Nas discussões sobre o urbano, vemos com frequência o embate “mercado imobiliário versus parte da sociedade civil e da academia”, que classificam aquele como agentes de exclusão social e “especuladores” que comprometem o futuro das cidades.
Os fossos das desigualdades se materializam, em certa medida, nos muros que cercam condomínios e shopping centers fechados. “Mas o que há de se fazer?”, seus ocupantes e frequentadores perguntam, com muita razão, se a segurança pública no Brasil ainda engatinha, e o seu amadurecimento cada vez mais se consolida como mera miragem? E por sua vez, aquela cidade jardim edílica totalmente aberta é uma ideação que, como tal, permanece abstrata.

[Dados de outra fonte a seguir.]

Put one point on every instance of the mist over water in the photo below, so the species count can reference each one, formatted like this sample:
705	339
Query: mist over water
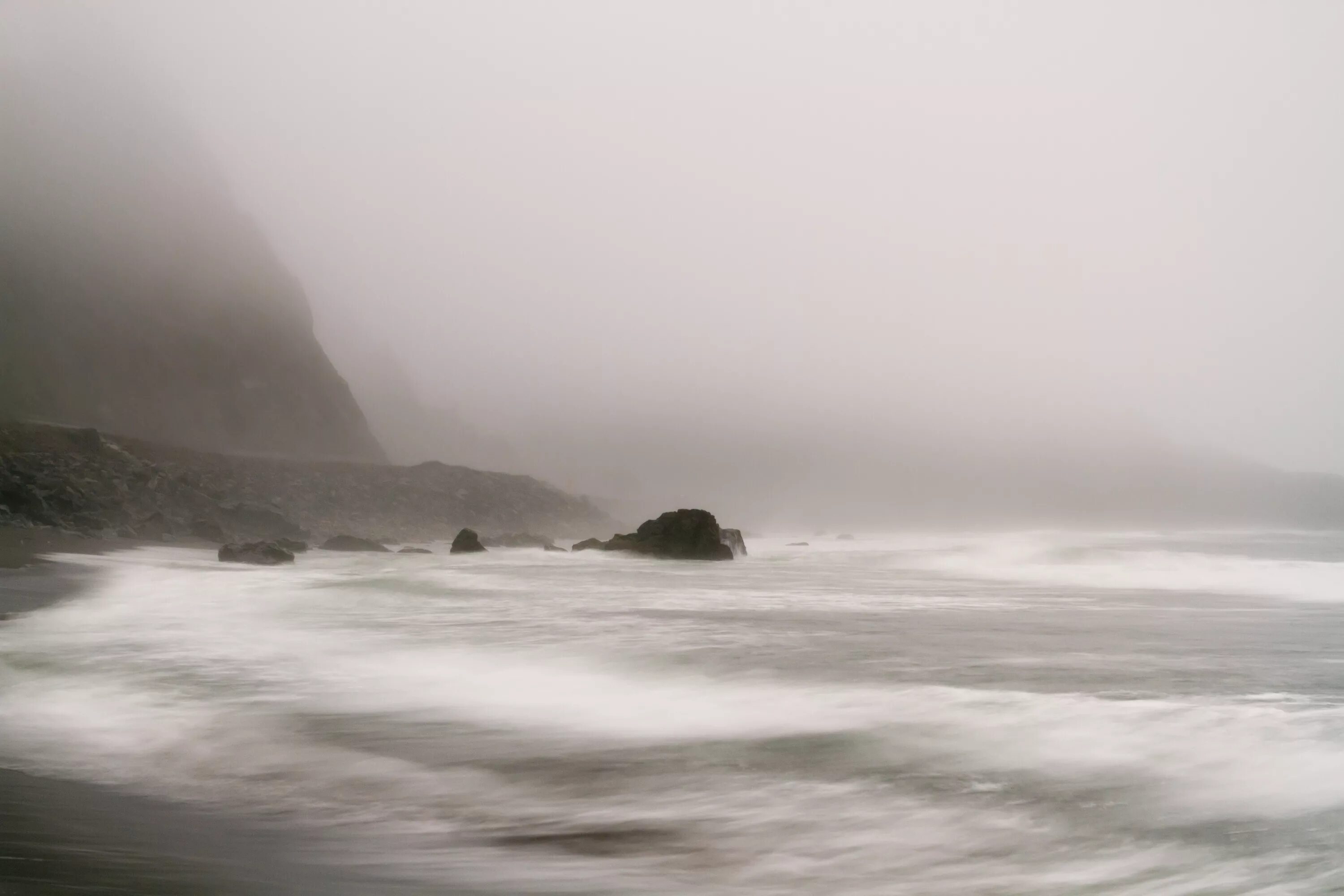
1043	302
690	254
1033	712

Se a cidade é o espaço da diversidade, há de se equacionar os diferentes padrões e disponibilidades de morar e consumir com menos contrastes hostis. Há de se buscar um “meio termo” onde se reconheça os desejos de privacidade de parcelas da população e, ao mesmo tempo, haja o estímulo à criação da boa interface pública dos empreendimentos privados. Com seus ônus e bônus, a construção civil como um todo é um “motor do desenvolvimento” e, por essência, possui necessidade de rentabilidade, além de ser um dos maiores geradores de empregos e de moradias para todas as faixas de renda.
Em que se pese a precariedade da segurança pública, há muito o que pode ser feito, o mundo está recheado de bons exemplos. Em várias cidades, principalmente europeias, e provavelmente após muitos embates semelhantes, as suas sociedades alcançaram algum nível de equilíbrio. Por exemplo, o mercado já absorve naturalmente coexistência de moradias sociais com outras rendas, aspecto em que o Brasil tem muito a evoluir.

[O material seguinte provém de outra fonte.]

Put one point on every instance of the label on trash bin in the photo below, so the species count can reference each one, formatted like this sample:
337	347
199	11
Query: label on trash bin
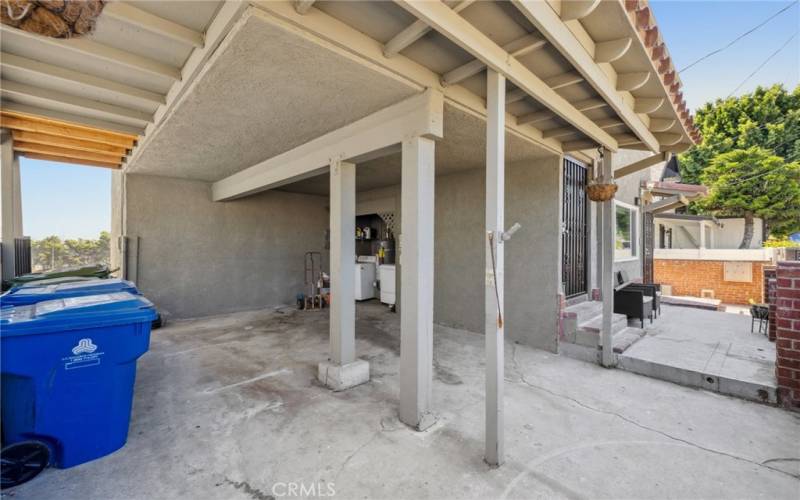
84	355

Lerner sempre colocava que as cidades precisam de um desenho, de uma estrutura de crescimento capaz de orientar o seu desenvolvimento e de orientar a força do setor imobiliário a favor desse desenho que se quer construir. Assim, os poderes públicos e seus planejadores urbanos têm que fazer a sua parte – inicialmente reconhecendo a importância estratégica de conduzir suas cidades para uma maior “compacidade” (que diminui todos os custos urbanos), promovendo a mistura de atividades, de idades e de rendas, e priorizando o transporte coletivo sobre o automóvel. A economia decorrente será destinada a criar cidades para as PESSOAS, investindo em boas calçadas, parques, cultura, sem falar das necessidades sociais.

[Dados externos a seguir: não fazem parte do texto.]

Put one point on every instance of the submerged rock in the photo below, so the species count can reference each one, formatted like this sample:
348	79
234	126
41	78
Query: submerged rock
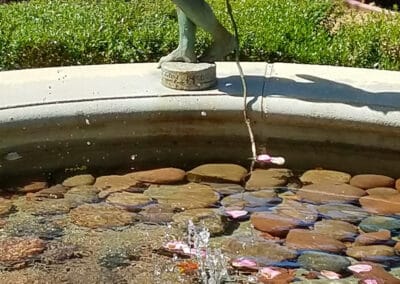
187	196
325	176
367	181
217	173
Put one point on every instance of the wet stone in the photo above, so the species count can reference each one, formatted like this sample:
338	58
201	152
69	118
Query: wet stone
345	212
203	217
318	261
367	181
324	177
187	196
372	251
33	187
20	249
376	223
265	252
129	201
251	201
330	193
336	229
159	176
305	213
373	238
6	207
308	240
217	173
273	224
100	216
79	180
381	204
266	179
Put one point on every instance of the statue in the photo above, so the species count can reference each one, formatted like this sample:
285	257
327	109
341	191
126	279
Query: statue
197	13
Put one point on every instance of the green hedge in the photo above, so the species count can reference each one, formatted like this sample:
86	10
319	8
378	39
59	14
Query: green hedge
42	33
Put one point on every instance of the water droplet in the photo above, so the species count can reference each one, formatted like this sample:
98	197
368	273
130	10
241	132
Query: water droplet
12	156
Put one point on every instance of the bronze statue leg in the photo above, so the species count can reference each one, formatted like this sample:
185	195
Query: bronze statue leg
192	13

O uso do solo deve estimular, em especial nas áreas centrais e em outros eixos estratégicos/centralidades que componham esse desenho, as “frentes ativas” – podemos dizer que Curitiba, no seu setor estrutural, oferece um bom exemplo, capitaneado pelo Desenvolvimento Orientado pelo Transporte (DOT), onde a maior densidade e uso misto são estimulados ao longo do melhor transporte, com plena aceitação do mercado. A cidade de São Paulo tem aplicado o mesmo processo, com resultados concretos. Neste tópico em particular, Balneário Camboriú é uma referência positiva com seus contínuos térreos comerciais (grande maioria de pequeno comércio) que são acolhedores aos pedestres, aos idosos e, claro, aos consumidores.
Já a iniciativa privada pode e deve se adequar para a consciência coletiva de construir cidades melhores e diversificadas. Com certeza, megaempreendimentos têm sobra financeira para investir em frentes ativas e espaços de fruição pública. Os pequenos empreendimentos, por sua vez, frequentemente já contribuem com a diversidade, principalmente a de rendas. No conjunto, podemos conviver com condomínios fechados – menores, sem bloquear a conectividade da vizinhança, tendo como “muro” um perímetro de lotes abertos e com comércio e serviços junto às suas portarias. E se os muros forem “inevitáveis”, que sejam visualmente permeáveis ou verdes. Podemos conviver com shoppings fechados, no bom exemplo de alguns deles com interface urbana agradável, com lojas voltadas à calçada, sem o mar de estacionamento que desumaniza seu entorno.
Como dizia Jane Jacobs, janelas e portas junto às calçadas são os “olhos da rua”, que aumentam a segurança, possibilitam o passeio dos “sem-carro”, criam cenários de encontro e favorecem a coexistência.
São conhecidas mundo afora as imagens da idosa ou idoso no Japão varrendo sua própria calçada todas as manhãs. O senso da urbanidade e da “gentileza urbana” que tanta falta faz às nossas cidades… Aqui é muito comum vermos materializado o “porta adentro, tudo; porta afora, nada”. Há que se despertar aquela consciência cidadã do imensurável valor da integração pública X privada.
Paulo Kawahara, sócio-fundador do Instituto Jaime Lerner
*Este texto não reflete, necessariamente, a opinião do Caos Planejado.